Optimization of soy-biodiesel combustion in a modern diesel engine

As global petroleum demand continues to increase, alternative fuel vehicles are becoming the focus of increasing attention. Biodiesel has emerged as an attractive alternative fuel option due to its domestic availability from renewable sources, its relative physical and chemical similarities to conventional diesel fuel, and its miscibility with conventional diesel. Biodiesel combustion in modern diesel engines does, however, generally result in higher fuel consumption and nitrogen oxide (NOx) emissions compared to diesel combustion due to fuel property differences including calorific value and oxygen content.
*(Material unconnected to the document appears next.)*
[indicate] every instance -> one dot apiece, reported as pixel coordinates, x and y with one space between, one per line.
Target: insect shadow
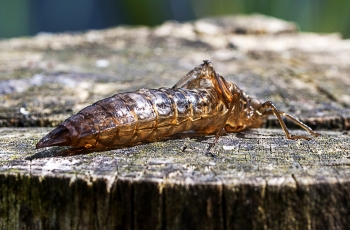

The purpose of this study is to determine the optimal engine decision-making for 100% soy-based biodiesel to accommodate fuel property differences via modulation of air–fuel ratio (AFR), exhaust gas recirculation (EGR) fraction, fuel rail pressure, and start of main fuel injection pulse at over 150 different random combinations, each at four very different operating locations. Applying the nominal diesel settings to biodiesel combustion resulted in increases in NOx at three of the four locations (up to 44%) and fuel consumption (11–20%) over the nominal diesel levels accompanied by substantial reductions in particulate matter (over 80%). The biodiesel optimal settings were defined as the parameter settings that produced comparable or lower NOx, particulate matter (PM), and peak rate of change of in-cylinder pressure (peak dP/dt, a metric for noise) with respect to nominal diesel levels, while minimizing brake specific fuel consumption (BSFC). At most of the operating locations, the optimal engine decision-making was clearly shifted to lower AFRs and higher EGR fractions in order to reduce the observed increases in NOx at the nominal settings, and to more advanced timings in order to mitigate the observed increases in fuel consumption at the nominal settings. These optimal parameter combinations for biodiesel were able to reduce NOx and noise levels below nominal diesel levels while largely maintaining the substantial PM reductions. These parameter combinations, however, had little (maximum 4% reduction) or no net impact on reducing the biodiesel fuel consumption penalty.